How to answer that question? Follow Alg. 1.1 and assume $\mathcal{H}_0$ is true, form the sampling distribution of a statistic of interest, and check for a probabilistic contradiction.

This leaves a lot of choices to the practitioner, although some are pretty automatic. For example, we know that $(s_y, n_y)$ and $(s_x, n_x)$ capture all that’s needed in this modeling context about each sample. And we could choose to look at those numbers through the lens of maximum likelihood estimation (MLE) $\hat{\theta}_y = s_y / n_y$ and $\hat{\theta}_x = s_x / n_x$. But perhaps most importantly is the choice of Monte Carlo (MC) versus closed-form or asymptotic calculation (i.e., the “math” way). Those will be explored in turn.

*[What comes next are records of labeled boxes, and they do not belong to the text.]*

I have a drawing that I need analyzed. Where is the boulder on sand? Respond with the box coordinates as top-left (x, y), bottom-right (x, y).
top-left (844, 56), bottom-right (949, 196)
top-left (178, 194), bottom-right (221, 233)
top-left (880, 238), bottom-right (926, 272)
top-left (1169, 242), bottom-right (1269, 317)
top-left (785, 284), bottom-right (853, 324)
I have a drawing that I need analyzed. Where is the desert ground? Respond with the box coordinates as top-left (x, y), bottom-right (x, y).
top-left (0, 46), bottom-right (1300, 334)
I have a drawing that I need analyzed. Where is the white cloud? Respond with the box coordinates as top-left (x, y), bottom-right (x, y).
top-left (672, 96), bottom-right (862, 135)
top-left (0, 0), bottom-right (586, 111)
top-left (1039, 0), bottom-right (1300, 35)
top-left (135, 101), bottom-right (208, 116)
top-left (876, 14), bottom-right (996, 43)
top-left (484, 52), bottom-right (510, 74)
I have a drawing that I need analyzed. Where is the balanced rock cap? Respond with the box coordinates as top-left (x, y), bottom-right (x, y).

Two-sample Bernoulli test by MC

A natural statistic to look at for the test is $\hat{\theta}_\Delta = \hat{\theta}_x - \hat{\theta}_y$. Alternatively, one could look at $s_\delta = s_y - s_x$, but that choice has the downside that it doesn’t take $n_x$ and $n_y$ into account. When they are equal ($n_y = n_x$) the two stats are equivalent. In that case, or generally for $\hat{\theta}_{\Delta}$, there is the advantage that the sampling distribution will be symmetric and centered at zero under the null: $\theta_y = \theta_x$, This helps with intuition. When $n_x \ne n_y$ all bets are off for $s_\Delta$. Another reason to look at $\hat{\theta}_\Delta$ is that it connects better with the math version coming next.

that.d <- sy/ny - sx/nx

We must draw deviates from the sampling distribution under $\mathcal{H}_0: \theta_x = \theta_y$. Let $\theta = \theta_x = \theta_y$ to make it easier to keep track of things. If a parameter takes on the same value, we don’t need two different labels when one will do. Repeatedly, consider flipping $n_y$ coins with probability $\theta$ of heads, and similarly $n_x$ coins with the same $\theta$. Of course, I don’t mean to actually flip coins. Get your computer to do it virtually. In total, that’s $n_y + n_x$ flips with probability $\theta$ of heads. Indeed, under the null hypothesis we have

\[\begin{equation} Y_1, \dots, Y_{n_y}, X_1, \dots, X_{n_x} \stackrel{\mathrm{iid}}{\sim} \mathrm{Bern}(\theta). \tag{5.3} \end{equation}\]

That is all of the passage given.